Raanana residents will confirm that the courtyard alongside the Maccabi building is always full of birds as a local bakery, or individual, empties giant bags of torn-up bread against a lamp post every day.

I passed this lamp post on Sunday, and spotted just a few birds pecking dejectedly for crumbs between the cracks in the sidewalk, and when I passed by again on Monday, this bird-feeding hot-spot was entirely deserted.

If you, too, feel deprived of all your favorite foods,  then you're sure to appreciate this easy-make and kosher for Pesach Italian Style Lasagna.



2 onions, finely chopped
3 cloves garlic, crushed
Olive oil to fry
2 containers mushrooms, sliced*
2 containers cottage cheese
2 cups grated mozzarella
2 eggs, lightly beaten with a fork
1/2 cup grated Parmesan
1 large jar Marinara pasta sauce (on sale)
1/3 cup grated Parmesan 
Salt and pepper
Matza sheets

* Can use 400 grams thawed spinach OR grated zucchini if preferred. By container I'm referring to the green baskets mushrooms are sold in.
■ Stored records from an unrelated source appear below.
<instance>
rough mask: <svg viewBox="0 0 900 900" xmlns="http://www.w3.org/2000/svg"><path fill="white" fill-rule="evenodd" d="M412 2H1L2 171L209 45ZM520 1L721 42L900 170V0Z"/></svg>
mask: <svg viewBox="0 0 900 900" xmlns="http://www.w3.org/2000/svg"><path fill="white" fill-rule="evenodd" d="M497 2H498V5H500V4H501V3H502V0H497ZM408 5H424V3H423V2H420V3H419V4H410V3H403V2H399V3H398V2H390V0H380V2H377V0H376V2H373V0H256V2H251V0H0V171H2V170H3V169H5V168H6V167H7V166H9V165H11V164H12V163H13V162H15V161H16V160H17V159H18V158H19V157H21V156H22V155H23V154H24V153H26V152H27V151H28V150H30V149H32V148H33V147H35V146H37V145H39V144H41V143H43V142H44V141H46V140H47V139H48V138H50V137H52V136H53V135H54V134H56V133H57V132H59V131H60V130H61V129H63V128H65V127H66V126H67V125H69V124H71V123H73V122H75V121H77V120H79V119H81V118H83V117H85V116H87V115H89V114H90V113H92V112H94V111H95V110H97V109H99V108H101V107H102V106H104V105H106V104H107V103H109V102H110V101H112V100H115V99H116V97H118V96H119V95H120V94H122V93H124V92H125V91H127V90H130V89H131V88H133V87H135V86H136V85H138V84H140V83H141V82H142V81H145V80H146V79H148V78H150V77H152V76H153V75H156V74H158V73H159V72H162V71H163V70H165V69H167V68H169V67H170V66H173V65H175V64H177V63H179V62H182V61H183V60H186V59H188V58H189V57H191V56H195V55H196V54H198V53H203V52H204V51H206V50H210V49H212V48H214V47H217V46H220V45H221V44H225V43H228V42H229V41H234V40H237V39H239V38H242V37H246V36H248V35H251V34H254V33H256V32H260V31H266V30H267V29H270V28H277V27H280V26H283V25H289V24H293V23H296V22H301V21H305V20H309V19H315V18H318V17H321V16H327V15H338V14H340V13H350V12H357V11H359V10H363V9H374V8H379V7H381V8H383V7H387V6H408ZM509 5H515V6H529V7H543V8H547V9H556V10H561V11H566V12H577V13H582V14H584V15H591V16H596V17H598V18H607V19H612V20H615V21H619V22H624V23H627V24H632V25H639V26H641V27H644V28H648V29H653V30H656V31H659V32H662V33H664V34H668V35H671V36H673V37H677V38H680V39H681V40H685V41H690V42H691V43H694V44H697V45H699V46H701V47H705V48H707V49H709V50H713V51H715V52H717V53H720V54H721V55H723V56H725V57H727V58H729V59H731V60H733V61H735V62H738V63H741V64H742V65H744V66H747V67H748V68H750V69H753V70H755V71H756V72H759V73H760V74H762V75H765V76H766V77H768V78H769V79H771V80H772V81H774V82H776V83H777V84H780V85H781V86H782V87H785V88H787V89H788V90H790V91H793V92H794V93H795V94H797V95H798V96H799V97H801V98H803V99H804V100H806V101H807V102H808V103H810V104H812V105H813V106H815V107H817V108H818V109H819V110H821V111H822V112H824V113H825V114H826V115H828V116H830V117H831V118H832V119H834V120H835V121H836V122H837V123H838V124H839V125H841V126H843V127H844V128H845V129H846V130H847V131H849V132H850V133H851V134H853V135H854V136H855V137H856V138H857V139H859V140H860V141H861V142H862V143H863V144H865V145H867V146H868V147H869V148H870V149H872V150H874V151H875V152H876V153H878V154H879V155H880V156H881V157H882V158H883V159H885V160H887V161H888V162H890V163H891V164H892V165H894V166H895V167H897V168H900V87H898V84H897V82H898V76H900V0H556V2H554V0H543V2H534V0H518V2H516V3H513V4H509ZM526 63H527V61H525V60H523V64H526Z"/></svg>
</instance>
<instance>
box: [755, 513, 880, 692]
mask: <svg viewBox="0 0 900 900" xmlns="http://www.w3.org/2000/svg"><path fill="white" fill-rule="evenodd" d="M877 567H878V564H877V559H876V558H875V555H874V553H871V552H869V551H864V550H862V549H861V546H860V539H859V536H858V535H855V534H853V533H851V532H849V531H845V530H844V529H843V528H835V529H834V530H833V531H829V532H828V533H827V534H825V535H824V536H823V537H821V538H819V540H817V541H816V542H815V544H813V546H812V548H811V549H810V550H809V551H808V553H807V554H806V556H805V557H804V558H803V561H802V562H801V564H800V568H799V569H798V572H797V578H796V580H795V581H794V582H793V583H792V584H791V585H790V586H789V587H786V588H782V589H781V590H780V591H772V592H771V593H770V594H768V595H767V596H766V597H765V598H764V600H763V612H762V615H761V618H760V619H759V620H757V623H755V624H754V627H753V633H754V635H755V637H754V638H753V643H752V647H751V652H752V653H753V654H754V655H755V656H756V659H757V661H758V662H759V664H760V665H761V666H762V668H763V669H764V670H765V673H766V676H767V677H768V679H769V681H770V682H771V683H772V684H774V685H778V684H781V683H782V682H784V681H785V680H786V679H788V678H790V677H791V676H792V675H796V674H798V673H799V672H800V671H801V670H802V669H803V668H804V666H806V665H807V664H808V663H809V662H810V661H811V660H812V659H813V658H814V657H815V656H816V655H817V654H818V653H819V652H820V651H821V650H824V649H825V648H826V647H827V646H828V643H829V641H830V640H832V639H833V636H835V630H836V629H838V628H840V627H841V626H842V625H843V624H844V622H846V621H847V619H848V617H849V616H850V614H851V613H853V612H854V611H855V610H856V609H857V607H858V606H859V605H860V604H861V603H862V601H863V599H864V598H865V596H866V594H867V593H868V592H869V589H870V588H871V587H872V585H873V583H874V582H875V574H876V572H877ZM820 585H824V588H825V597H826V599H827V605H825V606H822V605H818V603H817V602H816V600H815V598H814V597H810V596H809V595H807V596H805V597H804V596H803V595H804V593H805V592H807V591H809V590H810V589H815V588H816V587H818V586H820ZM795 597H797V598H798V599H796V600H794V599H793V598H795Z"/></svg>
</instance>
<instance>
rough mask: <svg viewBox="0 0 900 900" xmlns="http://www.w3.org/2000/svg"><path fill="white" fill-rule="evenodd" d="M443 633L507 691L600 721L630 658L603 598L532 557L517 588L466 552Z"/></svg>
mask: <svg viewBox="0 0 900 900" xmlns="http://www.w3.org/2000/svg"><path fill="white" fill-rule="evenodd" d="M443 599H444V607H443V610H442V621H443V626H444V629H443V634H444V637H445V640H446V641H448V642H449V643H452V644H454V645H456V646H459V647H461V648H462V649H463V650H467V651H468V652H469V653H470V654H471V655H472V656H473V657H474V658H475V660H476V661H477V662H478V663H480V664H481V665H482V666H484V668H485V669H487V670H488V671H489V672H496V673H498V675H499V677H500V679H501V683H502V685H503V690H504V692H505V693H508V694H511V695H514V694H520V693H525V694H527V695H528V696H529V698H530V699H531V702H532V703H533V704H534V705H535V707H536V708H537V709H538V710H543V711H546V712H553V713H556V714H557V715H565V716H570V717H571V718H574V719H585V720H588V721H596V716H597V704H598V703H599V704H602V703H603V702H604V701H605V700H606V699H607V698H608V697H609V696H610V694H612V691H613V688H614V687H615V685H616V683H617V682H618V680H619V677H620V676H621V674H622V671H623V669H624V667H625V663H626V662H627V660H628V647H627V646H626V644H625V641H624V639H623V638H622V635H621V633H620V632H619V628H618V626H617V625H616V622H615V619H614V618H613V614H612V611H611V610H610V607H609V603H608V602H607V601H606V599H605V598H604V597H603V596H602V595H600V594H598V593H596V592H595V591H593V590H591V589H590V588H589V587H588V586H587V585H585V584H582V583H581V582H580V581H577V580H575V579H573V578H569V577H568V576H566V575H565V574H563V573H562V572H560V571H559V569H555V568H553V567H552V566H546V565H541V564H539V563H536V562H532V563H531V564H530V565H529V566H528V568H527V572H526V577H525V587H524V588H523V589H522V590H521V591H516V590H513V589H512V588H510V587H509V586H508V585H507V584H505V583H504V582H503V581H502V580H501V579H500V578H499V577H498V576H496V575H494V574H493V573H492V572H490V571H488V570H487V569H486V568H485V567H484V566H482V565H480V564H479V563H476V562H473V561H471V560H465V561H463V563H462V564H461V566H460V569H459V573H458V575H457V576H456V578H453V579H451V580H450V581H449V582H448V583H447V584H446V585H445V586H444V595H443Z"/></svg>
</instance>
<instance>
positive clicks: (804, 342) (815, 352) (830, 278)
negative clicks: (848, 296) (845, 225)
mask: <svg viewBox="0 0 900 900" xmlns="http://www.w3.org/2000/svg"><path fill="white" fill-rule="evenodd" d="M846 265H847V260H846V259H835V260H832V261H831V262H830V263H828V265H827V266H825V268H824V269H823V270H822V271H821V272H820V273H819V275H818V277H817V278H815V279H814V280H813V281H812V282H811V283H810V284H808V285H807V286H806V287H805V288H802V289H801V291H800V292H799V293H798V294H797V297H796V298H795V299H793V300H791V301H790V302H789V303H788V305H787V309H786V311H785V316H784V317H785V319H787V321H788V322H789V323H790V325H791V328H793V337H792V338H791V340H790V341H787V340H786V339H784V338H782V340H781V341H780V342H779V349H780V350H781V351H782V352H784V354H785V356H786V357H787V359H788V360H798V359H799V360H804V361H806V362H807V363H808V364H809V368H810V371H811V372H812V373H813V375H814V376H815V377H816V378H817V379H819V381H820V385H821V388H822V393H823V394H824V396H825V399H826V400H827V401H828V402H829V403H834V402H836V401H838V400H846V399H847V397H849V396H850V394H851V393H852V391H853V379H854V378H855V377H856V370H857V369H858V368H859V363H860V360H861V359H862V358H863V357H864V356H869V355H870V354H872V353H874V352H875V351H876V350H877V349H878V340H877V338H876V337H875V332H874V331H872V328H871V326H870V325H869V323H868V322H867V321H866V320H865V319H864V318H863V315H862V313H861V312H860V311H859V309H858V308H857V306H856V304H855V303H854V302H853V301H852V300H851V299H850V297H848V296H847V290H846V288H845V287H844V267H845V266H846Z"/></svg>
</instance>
1: Heat the olive oil, fry the onions till lightly browned then add the garlic and the mushrooms and fry till the mushrooms have softened and water has evaporated.
2: Mix the cottage cheese, 1 cup of mozzarella and the eggs together and season well with salt and pepper.
3: Spoon 1/3 of the Marinara sauce on the bottom of a standard foil baking dish, soak 3 sheets of matza in water for 1 to 2 minutes then shake off the excess water, and line the bottom of your dish, breaking matza to fit if necessary.
4: Spoon over 1/2 of the cheese mixture, followed by 1/2 of the mushroom mixture, and then another 1/3 of the Marinara sauce.
5: Repeat with another layer of water-dipped matza followed by remaining cheese mixture and mushroom mixture.
6: Top lasagna with remaining Marinara, 1 cup of mozzarella and the grated Parmesan, cover with foil and bake at 180 C for 30 minutes then uncover and bake a further 10 to 15 minutes till lightly browned and cheese is bubbling.